Esper’s statement offers support to Trump as fury toward the president grows, but it notably does not directly deny Trump made the alleged comments.
The Atlantic, citing multiple unnamed sources, reported Thursday that Trump canceled a visit to the Aisne-Marne American Cemetery near Paris in 2018 because he was worried about the rain messing up his hair and questioned the value of honoring war dead.
“Why should I go to that cemetery? It’s filled with losers,” Trump said, according to The Atlantic.
The magazine also reported that Trump referred to the U.S. Marines who were killed in World War I’s Battle of Belleau Wood as “suckers” in a conversation during the same trip.
The Associated Press later independently confirmed many of the comments reported in The Atlantic.
At the time of the trip, Trump blamed bad weather for the canceled cemetery visit, saying visibility was too low for his helicopter to fly and that the Service Service would not drive him there.
Esper was not Defense secretary at the time Trump allegedly made the disparaging remarks. But he was Army secretary and was in France in 2018 for the World War I commemoration events in question.
A senior defense official said Friday that Esper’s recollection is that “the weather was bad.”
“At the time, he was aware of the flight being canceled for weather reasons and never heard any other such allegation as those in The Atlantic until today,” the official said.
The White House has vigorously denied the story. On Friday, Trump said he saw no need to apologize for the alleged remarks, dismissing the Atlantic report as a “fake story.”
“It’s a fake story written by a magazine that was probably not going to be around much longer, but it was a totally fake story and that was confirmed by many people that were actually there,” Trump told reporters in the Oval Office on Friday. “It was a terrible thing that somebody could say the kind of things — especially to me because I have done more for the military than almost anybody else.”

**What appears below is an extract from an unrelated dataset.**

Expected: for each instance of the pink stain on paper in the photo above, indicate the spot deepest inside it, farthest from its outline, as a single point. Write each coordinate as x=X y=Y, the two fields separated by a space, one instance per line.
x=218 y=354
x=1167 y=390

Trump considers service members and veterans a key part of his base as he seeks reelection, and often boasts of defense budget increases and troop pay raises that have happened under his watch.
But the firestorm over the Atlantic report is raising questions about whether he can prevent that support from eroding.
A Military Times poll released earlier this week found Trump’s support among active-duty troops slipping. The poll found 47 percent reporting an unfavorable view of Trump. Additionally, 41 percent said they would vote for Democratic nominee Joe Biden compared to 37 percent who said they would vote for Trump.